Becker's 6-3, 6-4, 6-4 victory, his first in this six-year-old event, took him only an hour and 23 minutes, won him $1.5m, and represented one of the most complete performances even this colossus of the game has given. At 29, Becker is not just making light of defying the years. He actually seems to be getting better. "Considering the circumstances, playing against the best server in the game on a pretty quick court, that was as good as I could play," he said.

Three years ago, Becker was on the point of being written off. He had slipped out of the top 10 in the world rankings. His last Grand Slam title, at the Australian Open in 1991, was fading from the memory. His game looked jaded and merely crude in comparison with the combination of touch and power of which Pete Sampras, for example, was capable.

Since then this extraordinary competitor has virtually reinvented himself. He amazed everyone when he reached the Wimbledon final in 1995, and at the Australian Open at the start of this year he became a Grand Slam winner for the sixth time. At Wimbledon last summer he had to pull out in the third round with a ruptured tendon in his wrist when if he had stayed injury-free the failure of most of the other favourites would surely have put him in line for another title.

He has overcome that setback to produce some stupendous tennis this autumn - at Hanover in the final of the ATP championship a fortnight ago, when he lost a five-setter to Sampras, and now here.

This, however, was simply a no-contest. Admittedly, Ivanisevic was shaking off the effects of his five-set semi-final against Yevgeny Kafelnikov on Saturday, while Becker's passage past Tim Henman had been relatively smooth. But that only partially explained why Becker was able to lose only 15 points in as many service games, and seven of those were double- faults.

Ivanisevic, last year's winner, never got so much as a sniff of a break point. Only twice did he even get to 30 on the Becker serve, and one of them was in the last game of the match. Becker, meanwhile, broke in the eighth game of the first set, the first of the second and the fifth of the third to make victory a formality.

It was also a good result for the organisers, who benefited from the credibility Becker brought to an event that suffered a spate of late withdrawals and stands accused of being merely about money.
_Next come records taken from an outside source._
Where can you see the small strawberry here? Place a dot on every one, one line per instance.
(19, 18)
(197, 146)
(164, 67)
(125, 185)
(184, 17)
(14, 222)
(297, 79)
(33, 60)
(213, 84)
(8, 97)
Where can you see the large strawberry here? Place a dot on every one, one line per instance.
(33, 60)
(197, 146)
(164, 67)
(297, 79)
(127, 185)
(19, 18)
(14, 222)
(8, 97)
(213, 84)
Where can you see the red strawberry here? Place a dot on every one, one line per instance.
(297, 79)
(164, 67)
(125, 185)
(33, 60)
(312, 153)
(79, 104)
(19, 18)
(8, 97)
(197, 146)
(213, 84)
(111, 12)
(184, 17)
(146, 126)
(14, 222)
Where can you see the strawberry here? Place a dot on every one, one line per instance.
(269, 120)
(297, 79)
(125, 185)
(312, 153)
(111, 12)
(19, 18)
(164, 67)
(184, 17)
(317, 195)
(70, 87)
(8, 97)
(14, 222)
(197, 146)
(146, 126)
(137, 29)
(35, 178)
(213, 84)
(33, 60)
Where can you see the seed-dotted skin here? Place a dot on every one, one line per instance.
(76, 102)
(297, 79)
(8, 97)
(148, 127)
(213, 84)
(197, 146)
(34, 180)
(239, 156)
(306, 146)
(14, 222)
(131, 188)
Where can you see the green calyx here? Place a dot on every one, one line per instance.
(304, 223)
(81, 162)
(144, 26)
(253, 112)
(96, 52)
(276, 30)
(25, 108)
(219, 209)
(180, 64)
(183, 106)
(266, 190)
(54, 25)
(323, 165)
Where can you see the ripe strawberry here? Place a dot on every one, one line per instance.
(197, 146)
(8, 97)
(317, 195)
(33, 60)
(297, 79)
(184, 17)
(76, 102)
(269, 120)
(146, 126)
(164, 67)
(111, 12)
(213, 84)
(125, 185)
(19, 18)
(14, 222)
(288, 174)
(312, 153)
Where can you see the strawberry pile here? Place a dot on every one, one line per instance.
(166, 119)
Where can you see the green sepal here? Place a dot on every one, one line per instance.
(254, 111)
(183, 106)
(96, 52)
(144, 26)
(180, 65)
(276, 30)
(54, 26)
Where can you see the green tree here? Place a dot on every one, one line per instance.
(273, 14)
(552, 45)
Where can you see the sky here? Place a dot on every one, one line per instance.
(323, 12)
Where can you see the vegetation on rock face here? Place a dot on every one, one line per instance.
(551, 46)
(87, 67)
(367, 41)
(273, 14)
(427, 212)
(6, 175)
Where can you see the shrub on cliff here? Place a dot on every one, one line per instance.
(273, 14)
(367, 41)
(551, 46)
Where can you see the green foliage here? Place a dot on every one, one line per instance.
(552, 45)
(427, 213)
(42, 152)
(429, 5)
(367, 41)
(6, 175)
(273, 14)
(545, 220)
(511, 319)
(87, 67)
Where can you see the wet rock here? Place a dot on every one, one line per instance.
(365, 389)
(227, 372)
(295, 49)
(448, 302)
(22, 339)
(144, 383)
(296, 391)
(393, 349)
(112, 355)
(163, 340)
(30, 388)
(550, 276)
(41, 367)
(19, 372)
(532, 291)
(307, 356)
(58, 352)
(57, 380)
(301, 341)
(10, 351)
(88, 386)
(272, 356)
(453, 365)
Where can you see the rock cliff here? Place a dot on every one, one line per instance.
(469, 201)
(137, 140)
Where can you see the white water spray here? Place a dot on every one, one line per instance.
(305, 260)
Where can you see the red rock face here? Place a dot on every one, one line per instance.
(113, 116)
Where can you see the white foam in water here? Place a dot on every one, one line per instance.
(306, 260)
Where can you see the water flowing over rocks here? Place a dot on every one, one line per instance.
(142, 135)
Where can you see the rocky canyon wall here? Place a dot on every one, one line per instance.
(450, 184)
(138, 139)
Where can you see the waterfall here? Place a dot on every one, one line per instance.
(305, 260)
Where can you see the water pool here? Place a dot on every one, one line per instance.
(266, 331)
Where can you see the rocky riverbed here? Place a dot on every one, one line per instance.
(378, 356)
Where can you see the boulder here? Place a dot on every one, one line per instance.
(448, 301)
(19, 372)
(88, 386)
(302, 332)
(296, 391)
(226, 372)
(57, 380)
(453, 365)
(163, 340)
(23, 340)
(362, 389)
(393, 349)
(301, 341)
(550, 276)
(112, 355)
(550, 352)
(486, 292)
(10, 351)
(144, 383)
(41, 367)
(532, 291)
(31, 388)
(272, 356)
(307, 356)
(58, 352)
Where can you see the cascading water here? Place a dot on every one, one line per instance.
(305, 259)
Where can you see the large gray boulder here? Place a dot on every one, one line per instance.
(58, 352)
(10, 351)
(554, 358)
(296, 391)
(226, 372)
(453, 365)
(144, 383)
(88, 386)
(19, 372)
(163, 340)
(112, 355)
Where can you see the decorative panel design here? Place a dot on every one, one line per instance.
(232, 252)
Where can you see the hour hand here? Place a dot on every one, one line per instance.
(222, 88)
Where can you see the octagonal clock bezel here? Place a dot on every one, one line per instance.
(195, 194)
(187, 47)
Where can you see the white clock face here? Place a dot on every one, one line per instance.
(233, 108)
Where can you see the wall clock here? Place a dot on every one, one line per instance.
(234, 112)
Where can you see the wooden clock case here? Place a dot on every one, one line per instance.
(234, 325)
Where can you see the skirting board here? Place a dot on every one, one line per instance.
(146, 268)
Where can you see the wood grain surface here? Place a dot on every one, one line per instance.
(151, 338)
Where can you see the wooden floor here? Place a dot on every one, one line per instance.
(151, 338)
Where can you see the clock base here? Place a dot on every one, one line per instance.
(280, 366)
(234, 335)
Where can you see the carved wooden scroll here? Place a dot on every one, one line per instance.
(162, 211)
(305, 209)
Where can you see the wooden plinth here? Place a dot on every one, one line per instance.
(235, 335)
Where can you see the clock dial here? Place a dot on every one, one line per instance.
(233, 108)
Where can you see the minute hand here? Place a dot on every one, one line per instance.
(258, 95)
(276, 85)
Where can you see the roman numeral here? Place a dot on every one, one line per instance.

Eyebrows were raised when Richard Krajicek, the Wimbledon champion, lost his first-round match to MaliVai Washington 6-1, 6-2, and with $350,000 in his pocket - $100,000 for turning up, plus a $250,000 bonus for being a Grand Slam title holder - promptly went off for a knee operation.

"I don't see how the tournament can legislate for players who turn up and aren't fully fit," Brian Tobin, the president of the International Tennis Federation, said. Axel Meyer-Wolden, who is the chairman of the Grand Slam Cup as well as Becker's lawyer, referred to a "black sheep" among the players. And this one got to do the fleecing himself.

GRAND SLAM CUP (Munich) Semi-finals: B Becker (Ger) bt T Henman (GB) 7-6 6-3 6-1; G Ivanisevic (Croa) bt Y Kafelnikov (Rus) 6-7 2-6 6-3 6-2 6-4. Final: Becker bt Ivanisevic 6-3 6-4 6-4.